These are design patterns in the Christopher Alexander sense rather than the object oriented design sense: they address the physical and network environment rather than focusing on software abstractions. The patterns were introduced in my book Authentication.
There are four patterns: local, direct, indirect, and off-line.
Here is a brief description of each authentication pattern:
- Local: All checking takes place within the physical confines of the device. For example, a password-protected home computer follows this pattern because it typically stores the user name and password inside the physical confines of the computer. A door lock with a key pad usually follows this pattern since the unlock code is stored inside the lock.
- Direct: A pattern used in remote access: the client contacts a server, and the server performs the checking itself based on information it maintains itself. Blogging software typically does this, since each blog maintains its own database of user names and corresponding passwords.

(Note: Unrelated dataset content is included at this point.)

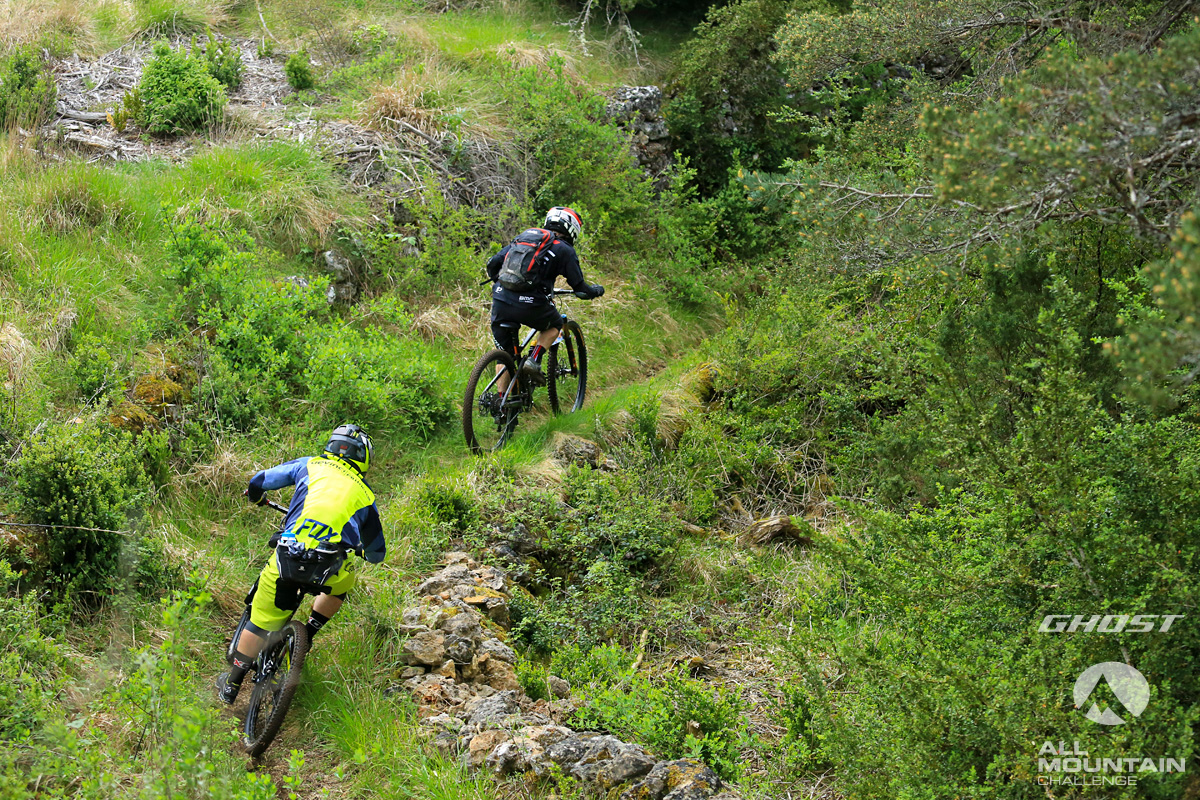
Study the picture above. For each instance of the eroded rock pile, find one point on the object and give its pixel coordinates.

- Indirect: Another remote access pattern: the client contacts the server, but the server relies on a separate authentication server to verify the client user’s identity. There are many examples of this: OpenID, RADIUS, Kerberos, TACACS, Microsoft domains, etc.

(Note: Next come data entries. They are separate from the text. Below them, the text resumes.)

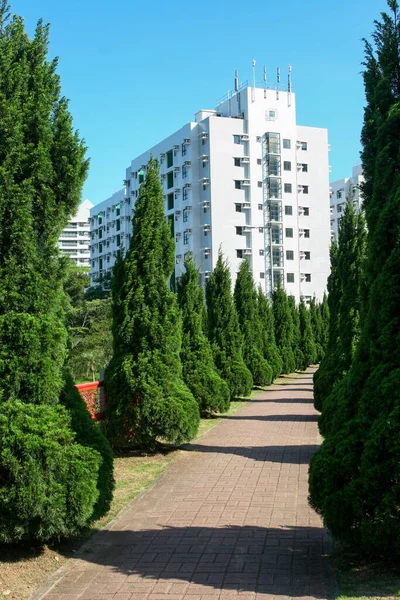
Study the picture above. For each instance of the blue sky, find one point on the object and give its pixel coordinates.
(135, 72)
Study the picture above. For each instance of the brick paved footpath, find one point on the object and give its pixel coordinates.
(228, 519)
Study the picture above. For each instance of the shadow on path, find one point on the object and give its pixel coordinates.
(280, 454)
(288, 561)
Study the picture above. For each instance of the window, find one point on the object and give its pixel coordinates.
(170, 159)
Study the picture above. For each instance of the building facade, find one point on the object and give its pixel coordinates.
(341, 190)
(244, 177)
(75, 238)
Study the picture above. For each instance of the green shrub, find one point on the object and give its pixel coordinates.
(47, 480)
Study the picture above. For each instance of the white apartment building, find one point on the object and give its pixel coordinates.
(75, 238)
(340, 191)
(244, 177)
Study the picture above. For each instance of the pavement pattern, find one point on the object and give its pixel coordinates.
(228, 519)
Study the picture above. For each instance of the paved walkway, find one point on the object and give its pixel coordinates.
(228, 519)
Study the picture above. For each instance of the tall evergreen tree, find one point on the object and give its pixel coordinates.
(245, 296)
(350, 262)
(307, 343)
(147, 398)
(224, 332)
(283, 329)
(296, 337)
(270, 350)
(50, 484)
(317, 326)
(354, 476)
(199, 371)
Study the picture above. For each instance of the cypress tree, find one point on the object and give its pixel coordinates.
(245, 296)
(354, 477)
(49, 464)
(224, 332)
(317, 329)
(307, 344)
(270, 350)
(147, 398)
(350, 261)
(296, 338)
(283, 329)
(199, 371)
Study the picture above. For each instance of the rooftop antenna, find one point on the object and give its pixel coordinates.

- Off-line: Another remote access pattern: the client contacts the server, and the server relies on cryptographic information to authenticate the client’s user without contacting a third party. Browsers use this pattern to validate a server’s certificate: they rely on the built-in list of certificate authorities.
These patterns are useful because they capture key distinctions between different authentication systems:
- Local versus the others: Local systems rely on physical security to protect the integrity of the authentication operation. The other patterns involve remote access and must be designed to deal with sniffing, replay, and other network-based risks.
- Local/Direct versus Indirect/Off-line: This reflects the trade-off of relying on third parties to manage authentication. In the Indirect pattern we rely on a central authentication server; in the off-line pattern we rely on a third party to issue cryptographic certificates.
- Direct versus indirect: This reflects the server trade-off between local and third-party management of authentication. Neither is ideal for all cases.
- Off-line versus the other remote patterns: This reflects the benefits of generally autonomous operation versus the problems of autonomy, in particular, revocation.